Opinión

Primera noche en Antioquía

El sol, aquella tarde, tomó un aspecto enfermizo y macilento. El día se iba arrugando y nos empujaba con sus congeladas manos a acercarnos a un fuego. Allí el calor provenía de aquella fogata que con troncos de roble chisporroteaba sobre la amplia piedra que venía a ser la base de aquella antigua cocina en la que se calentaba la cena y se intercambiaban viejas historias, algunos cuentos de osos, otros de ánimas… Entonces, a medida que la noche se iba tapando con un manto de lana cada vez más negra, los niños se acercaban a los mayores y los miraban fijamente con aquellos hermosos ojos, que brillaban entre tanto humo como dos cucarachas. 

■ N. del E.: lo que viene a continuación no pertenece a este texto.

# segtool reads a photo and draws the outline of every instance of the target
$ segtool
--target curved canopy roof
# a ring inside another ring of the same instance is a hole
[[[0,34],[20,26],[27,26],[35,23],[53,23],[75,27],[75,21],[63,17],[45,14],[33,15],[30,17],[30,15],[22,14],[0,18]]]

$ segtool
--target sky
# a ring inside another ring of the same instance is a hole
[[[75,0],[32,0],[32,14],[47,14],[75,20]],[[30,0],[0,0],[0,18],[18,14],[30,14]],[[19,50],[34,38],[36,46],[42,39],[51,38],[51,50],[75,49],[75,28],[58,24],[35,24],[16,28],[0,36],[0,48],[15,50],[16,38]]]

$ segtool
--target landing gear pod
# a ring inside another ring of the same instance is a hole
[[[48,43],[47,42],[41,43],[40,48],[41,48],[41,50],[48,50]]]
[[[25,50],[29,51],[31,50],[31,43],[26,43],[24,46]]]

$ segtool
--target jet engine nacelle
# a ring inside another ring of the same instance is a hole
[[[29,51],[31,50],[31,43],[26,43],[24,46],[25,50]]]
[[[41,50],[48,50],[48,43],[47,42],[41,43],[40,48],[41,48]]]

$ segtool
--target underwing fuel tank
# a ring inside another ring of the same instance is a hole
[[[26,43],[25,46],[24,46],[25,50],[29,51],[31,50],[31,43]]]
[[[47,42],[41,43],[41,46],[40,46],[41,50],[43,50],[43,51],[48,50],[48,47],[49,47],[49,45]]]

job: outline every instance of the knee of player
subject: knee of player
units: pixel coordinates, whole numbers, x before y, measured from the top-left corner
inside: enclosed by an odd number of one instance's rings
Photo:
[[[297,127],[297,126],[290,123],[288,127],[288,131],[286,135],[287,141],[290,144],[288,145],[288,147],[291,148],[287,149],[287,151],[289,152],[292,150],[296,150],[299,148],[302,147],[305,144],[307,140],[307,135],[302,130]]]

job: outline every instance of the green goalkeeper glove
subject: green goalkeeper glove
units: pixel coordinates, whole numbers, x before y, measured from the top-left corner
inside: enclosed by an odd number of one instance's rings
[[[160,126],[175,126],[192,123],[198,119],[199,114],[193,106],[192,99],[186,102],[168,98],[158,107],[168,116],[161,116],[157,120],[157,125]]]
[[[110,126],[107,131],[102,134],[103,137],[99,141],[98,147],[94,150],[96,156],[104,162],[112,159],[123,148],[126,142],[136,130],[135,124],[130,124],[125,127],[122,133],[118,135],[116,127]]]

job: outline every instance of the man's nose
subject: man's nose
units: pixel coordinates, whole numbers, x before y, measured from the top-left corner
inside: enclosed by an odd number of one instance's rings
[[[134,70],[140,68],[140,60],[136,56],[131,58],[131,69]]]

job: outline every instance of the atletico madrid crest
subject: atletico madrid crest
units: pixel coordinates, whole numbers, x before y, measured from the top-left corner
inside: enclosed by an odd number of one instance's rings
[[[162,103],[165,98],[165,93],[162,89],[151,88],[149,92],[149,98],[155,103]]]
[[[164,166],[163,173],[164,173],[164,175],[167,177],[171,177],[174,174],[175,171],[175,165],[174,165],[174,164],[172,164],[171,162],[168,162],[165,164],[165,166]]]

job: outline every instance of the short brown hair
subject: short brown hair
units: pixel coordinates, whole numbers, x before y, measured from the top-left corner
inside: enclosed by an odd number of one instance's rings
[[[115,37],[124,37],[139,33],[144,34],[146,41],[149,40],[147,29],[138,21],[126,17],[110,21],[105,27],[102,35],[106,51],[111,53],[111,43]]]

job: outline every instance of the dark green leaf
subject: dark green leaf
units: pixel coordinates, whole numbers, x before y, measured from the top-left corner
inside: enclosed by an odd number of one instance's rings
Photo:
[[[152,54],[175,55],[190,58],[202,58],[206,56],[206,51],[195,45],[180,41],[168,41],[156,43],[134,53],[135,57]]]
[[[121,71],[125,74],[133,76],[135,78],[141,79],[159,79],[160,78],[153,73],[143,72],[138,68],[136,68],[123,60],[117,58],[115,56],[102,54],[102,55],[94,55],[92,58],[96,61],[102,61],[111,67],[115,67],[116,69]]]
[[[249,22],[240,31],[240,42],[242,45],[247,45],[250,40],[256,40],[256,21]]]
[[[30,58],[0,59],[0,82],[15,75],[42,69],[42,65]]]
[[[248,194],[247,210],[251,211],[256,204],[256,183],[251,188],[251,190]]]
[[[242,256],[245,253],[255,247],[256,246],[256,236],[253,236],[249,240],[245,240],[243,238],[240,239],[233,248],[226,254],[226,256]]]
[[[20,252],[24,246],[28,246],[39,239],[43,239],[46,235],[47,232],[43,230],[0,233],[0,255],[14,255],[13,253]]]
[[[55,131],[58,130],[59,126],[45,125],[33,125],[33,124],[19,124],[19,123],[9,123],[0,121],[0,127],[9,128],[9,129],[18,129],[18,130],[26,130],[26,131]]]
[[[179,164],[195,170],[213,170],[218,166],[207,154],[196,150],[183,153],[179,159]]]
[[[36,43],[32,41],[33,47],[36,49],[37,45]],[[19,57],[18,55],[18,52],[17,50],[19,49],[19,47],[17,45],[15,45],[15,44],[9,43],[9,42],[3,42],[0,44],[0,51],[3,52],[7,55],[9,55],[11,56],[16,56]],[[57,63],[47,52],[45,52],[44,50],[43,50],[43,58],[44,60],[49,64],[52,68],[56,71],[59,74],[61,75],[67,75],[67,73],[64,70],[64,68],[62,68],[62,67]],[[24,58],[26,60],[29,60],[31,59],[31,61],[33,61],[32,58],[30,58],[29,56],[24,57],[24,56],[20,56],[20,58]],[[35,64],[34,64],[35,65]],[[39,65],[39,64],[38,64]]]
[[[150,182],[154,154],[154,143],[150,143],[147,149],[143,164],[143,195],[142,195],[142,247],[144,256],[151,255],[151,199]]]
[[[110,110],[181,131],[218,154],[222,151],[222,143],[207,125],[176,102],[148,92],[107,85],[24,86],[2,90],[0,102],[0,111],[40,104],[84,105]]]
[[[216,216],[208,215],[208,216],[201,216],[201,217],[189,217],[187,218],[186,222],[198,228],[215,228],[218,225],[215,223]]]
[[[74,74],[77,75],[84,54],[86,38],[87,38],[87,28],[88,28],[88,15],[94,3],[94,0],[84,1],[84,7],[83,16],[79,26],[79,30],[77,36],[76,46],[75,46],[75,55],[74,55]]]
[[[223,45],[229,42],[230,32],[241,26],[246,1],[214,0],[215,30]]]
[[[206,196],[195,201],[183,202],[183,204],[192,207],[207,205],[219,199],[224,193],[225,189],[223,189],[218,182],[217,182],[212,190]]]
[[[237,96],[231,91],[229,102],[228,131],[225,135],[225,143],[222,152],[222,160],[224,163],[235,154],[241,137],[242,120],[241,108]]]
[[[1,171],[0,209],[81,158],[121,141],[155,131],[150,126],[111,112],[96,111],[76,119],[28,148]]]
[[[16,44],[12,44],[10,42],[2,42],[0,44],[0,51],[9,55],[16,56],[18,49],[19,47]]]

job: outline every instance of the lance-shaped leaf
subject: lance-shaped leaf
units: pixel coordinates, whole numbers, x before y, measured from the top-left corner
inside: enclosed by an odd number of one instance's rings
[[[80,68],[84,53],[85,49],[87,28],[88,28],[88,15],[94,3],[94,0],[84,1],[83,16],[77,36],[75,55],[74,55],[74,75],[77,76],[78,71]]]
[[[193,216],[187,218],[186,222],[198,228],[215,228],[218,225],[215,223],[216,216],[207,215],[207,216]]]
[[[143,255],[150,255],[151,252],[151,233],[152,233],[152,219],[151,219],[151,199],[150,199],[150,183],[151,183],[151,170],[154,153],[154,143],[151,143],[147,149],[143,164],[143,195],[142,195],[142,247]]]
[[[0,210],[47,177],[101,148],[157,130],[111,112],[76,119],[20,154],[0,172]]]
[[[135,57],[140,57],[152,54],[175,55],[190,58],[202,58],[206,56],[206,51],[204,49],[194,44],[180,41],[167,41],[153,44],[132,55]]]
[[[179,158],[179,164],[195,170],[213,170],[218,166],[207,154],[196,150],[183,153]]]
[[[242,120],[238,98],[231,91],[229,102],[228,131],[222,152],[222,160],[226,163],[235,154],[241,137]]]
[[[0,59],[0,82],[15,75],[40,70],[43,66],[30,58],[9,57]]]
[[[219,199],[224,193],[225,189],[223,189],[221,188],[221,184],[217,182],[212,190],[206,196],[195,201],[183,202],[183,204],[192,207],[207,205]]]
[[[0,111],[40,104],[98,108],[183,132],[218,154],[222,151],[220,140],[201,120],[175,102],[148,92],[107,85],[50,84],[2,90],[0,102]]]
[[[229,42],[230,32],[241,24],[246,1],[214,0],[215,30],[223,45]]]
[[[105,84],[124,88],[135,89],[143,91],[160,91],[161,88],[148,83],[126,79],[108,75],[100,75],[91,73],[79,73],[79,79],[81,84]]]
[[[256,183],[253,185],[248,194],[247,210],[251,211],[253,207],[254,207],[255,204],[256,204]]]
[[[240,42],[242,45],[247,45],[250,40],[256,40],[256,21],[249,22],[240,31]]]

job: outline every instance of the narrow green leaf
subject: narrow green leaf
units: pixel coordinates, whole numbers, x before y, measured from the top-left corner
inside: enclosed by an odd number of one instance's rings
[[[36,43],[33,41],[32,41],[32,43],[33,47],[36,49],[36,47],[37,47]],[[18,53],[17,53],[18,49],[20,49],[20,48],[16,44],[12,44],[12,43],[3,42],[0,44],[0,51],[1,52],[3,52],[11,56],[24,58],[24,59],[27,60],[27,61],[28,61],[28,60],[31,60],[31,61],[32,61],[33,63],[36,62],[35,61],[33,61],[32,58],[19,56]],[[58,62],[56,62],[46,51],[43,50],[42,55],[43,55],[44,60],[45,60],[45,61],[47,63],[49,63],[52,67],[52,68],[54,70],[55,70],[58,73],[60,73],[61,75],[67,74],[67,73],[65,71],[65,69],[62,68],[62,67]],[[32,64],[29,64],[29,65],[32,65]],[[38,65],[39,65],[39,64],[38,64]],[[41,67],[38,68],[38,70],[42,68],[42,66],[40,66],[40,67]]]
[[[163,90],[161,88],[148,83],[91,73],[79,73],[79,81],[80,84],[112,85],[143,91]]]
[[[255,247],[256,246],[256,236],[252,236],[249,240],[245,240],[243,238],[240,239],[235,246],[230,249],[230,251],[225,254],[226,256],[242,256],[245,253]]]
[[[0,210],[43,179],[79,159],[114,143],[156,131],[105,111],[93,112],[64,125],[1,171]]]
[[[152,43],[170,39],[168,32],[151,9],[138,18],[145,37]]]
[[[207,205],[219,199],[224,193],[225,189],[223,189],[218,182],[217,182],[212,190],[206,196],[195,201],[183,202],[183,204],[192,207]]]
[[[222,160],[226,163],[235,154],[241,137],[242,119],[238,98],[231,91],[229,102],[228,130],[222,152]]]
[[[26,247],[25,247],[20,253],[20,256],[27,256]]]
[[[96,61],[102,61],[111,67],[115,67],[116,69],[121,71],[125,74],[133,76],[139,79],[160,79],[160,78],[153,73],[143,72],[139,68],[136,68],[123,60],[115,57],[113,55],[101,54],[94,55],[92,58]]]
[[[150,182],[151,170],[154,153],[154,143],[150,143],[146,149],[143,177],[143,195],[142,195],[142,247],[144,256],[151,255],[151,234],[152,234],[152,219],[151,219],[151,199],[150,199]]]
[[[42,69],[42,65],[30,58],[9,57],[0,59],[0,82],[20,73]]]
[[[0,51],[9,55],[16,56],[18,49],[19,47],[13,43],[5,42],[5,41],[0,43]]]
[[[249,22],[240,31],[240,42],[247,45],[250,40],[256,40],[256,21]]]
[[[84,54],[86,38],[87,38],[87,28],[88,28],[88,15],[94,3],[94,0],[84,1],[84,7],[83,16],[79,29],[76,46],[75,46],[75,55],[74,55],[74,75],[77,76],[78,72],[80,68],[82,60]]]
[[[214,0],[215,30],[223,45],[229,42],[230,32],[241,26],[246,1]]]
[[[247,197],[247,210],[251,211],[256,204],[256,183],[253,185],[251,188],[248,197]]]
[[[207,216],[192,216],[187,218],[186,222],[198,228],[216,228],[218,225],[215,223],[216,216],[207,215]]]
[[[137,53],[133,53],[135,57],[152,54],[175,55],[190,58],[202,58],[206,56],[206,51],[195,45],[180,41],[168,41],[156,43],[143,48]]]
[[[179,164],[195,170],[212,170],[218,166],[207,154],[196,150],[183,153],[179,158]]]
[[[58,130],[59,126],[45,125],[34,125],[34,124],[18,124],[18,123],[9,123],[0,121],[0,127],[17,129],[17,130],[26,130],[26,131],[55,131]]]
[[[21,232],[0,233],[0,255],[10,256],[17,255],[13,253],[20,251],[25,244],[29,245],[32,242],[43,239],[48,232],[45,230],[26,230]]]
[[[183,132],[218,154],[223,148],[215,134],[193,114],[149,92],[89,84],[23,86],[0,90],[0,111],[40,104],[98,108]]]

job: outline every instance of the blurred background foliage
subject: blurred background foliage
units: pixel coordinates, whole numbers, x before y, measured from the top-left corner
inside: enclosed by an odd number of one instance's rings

Yo, invitado en aquella casa también aprendía y escuchaba. Era tal el ambiente que se formaba con aquel bule-bule de las palabras que tenía la sensación de que, aunque compartía las patatas cocidas y la calidez de la hoguera y el pan negro y la familiaridad -que es eso que te regalan en los pequeños pueblos, simplemente por eso…porque eres el maestro…-Digo amigo mío que, aunque yo formaba parte de aquella estampa de las ocho y media de la tarde, tenía la clara sensación de que era transparente. Me pasaban el plato de porcelana con unas u otras viandas, pero no me veían. Sólo me pasaban por encima la mirada.

La tarde noche les pertenecía a ellos. Así el señor Venancio contaba cómo se había cortado con una lata oxidada. Entonces la mostraba. Era un buen tajo como de seis centímetros o más y ante la luz mísera que nos envolvía, impresionaba que aún estaba abierta y negra. Nadie se preocupaba porque él explicaba lo que todos sabían: había cortado la hemorragia envolviéndole una tela de araña. A los dos días estaría curada. 

De unas cosas pasaron a otras y también nos pasamos la jarra de barro con dos franjas. El vino era flojo y peleón, pero se limpiaba una vez bebido con el torso de la mano o con la manga. Parece que había venido el maragato, aquel de Astorga, que les cambiaba tocinos gruesos de cuatro dedos de ancho por los jamones. Está claro que los blancos tocinos les hacían más avío que los jamones ya que al fin y al cabo rendían bastante más. Aquella noche quedó bien claro cuando nos regaló la señora de la casa aquellos torreznos fritos.

Y hablando de aquella ciudad de la que provenían se pusieron a contar una historia que ellos sabían de buena tinta. Era la historia del puchero de sopa que tan bien les venía a las recién paridas. Aquel grasoso caldo de gallina era un alivio y un remedio eficaz para devolver la fuerza a aquella madre que hace nada era una muchacha. Yo, callado como ya dije arriba, gocé de la conversación y guardé en mi imaginación aquellas imágenes que en mi mente se construían con regocijo, un montón de humo y una admiración extraordinaria. 

Lo maravilloso provenía de un hecho que daban, por cierto: los maragatos una vez nacida una chica o un chico mandaban al padre, y no a la madre, a guardar cama y a ellos era a quien atendían con aquella sopa gallinácea. Nadie hacía comentarios necios y todo el mundo se admiraba, se extasiaba, y tenían claro que cada pueblo tenía el derecho de construir su historia como les diese la gana.

Me acercaron, y creo que seguían sin verme, aunque me miraban, una manta que alguien trajo de la mili con una raya blanca y me dormí sobre el escaño calentito, más sabio que había sido antaño y esperando que el sopor durmiese conmigo hasta la mañana.